Exactly. I'm lucky she even still speaks to me. "I wish that I could take it all back, Steph. Every thoughtless comment, every bullshit excuse, but I can't. All I can do is admit to you I was wrong and say that I'm sorry and stand here in the light of my mistakes and openly ask you to forgive them, to forgive me."

Her eyes widened and her mouth dropped open in shock. She probably didn't know I was capable of apologizing for anything. "Wow," she finally breathed. "And me getting dropped in the river made you have this…revelation?"

"It was certainly the catalyst, yeah."

"Damn," she said. "If I'd know that was all it would take I would have hurled myself off that bridge years ago."

I grinned down at her. "I've wasted a lot of time. I'm sorry."

"Yeah," she agreed with her own smile and the bit the corner of her lip, the grin turning into a frown. "I won't lie and tell you I haven't wanted you to say those things to me for a very long time, but I've never let myself hope there could ever be anything between us but friendship, so this is a lot to digest. I…I'm gonna need some time. Is that okay?"

I wanted to say no and demand that she pack up her apartment and move in with me immediately so we could start our life together but I'm not an idiot, well not that big of an idiot. I knew she'd need time to adjust and she'd want to have a conversation with Morelli before she made any kind of decision. I wouldn't tell her about the talk he and I had – that was between us.

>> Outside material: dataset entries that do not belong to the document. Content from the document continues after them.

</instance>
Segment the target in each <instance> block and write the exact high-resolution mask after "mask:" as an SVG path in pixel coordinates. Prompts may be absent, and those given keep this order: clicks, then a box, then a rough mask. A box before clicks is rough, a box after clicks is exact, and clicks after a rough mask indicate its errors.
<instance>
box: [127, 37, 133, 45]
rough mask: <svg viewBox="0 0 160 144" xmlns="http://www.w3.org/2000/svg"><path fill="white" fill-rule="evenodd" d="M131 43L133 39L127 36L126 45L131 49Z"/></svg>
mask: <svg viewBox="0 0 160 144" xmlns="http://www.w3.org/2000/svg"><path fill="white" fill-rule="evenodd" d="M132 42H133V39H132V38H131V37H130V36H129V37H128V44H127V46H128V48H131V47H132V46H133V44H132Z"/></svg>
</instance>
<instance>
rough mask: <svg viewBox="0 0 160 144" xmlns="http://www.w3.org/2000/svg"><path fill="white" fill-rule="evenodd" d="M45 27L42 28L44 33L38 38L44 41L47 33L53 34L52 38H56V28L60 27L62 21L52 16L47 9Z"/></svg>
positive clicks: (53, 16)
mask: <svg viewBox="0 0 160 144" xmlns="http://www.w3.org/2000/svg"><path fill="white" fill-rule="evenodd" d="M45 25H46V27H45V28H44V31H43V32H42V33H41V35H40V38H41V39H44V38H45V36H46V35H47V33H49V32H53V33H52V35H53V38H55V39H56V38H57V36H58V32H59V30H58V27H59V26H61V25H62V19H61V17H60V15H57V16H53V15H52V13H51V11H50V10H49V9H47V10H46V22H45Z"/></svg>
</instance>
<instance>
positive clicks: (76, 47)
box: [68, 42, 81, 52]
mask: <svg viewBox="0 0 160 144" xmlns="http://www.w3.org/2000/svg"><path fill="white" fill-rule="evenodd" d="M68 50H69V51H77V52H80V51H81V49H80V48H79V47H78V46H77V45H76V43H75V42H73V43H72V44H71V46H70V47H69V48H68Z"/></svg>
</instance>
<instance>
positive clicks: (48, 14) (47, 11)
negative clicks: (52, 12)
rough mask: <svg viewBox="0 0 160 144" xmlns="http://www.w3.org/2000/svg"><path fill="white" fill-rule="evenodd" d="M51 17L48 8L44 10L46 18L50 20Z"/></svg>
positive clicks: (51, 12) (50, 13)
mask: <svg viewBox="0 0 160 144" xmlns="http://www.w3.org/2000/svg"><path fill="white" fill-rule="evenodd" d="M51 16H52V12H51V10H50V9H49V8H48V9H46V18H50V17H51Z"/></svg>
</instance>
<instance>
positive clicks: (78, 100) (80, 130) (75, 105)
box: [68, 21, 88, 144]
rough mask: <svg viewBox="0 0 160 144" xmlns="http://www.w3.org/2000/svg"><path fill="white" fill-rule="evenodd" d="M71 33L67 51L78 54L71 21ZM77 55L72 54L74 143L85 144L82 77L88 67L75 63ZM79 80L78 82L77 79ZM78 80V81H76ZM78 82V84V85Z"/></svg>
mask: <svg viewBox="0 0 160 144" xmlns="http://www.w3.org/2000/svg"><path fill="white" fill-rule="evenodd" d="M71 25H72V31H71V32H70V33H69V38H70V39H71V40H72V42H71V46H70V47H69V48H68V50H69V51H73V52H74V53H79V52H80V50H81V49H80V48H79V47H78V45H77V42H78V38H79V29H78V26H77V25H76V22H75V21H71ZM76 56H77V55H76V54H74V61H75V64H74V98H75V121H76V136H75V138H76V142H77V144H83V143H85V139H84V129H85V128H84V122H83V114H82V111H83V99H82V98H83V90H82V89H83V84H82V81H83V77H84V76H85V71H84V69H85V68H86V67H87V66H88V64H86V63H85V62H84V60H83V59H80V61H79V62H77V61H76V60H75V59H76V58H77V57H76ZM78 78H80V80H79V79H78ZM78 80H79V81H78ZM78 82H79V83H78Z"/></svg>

"Of course it is. I'm going to go take care of a few things and get an update on the hunt for your kidnappers. The police want you to go in and give your statement – can I come by later and take you to the station?"

"I'd like that," she said with a small smile.

I leaned over her, placing a soft kiss on her forehead, and left her with a gentle reminder. "I meant every word, Steph."

I grabbed my wet clothes from the bathroom and stuffed them into my bag before heading out. I had the door open and a foot over the threshold when her voice brought me back inside.

"I don't need time, Ranger."

I turned and found her standing a foot away, her hair a wild mess around her shoulders and tears shining in her eyes. She'd never looked more beautiful.

"I love you," she whispered and I dropped my bag and pulled her into my arms so I could kiss her like I'd been dying to since I dragged her out of the river. When I finally and reluctantly separated our tongues and lips, I said, "Come stay with me, Babe. At least until we get this mess sorted out."

"Okay," she agreed with a nod. "But…I need to talk to Joe first."

"I know." I would expect nothing less from her. I tucked her hair behind her ear and pressed my lips to her temple. "Call me when you're ready."

"I will," she promised and I left feeling hopeful. And happy. Happier than I ever thought possible.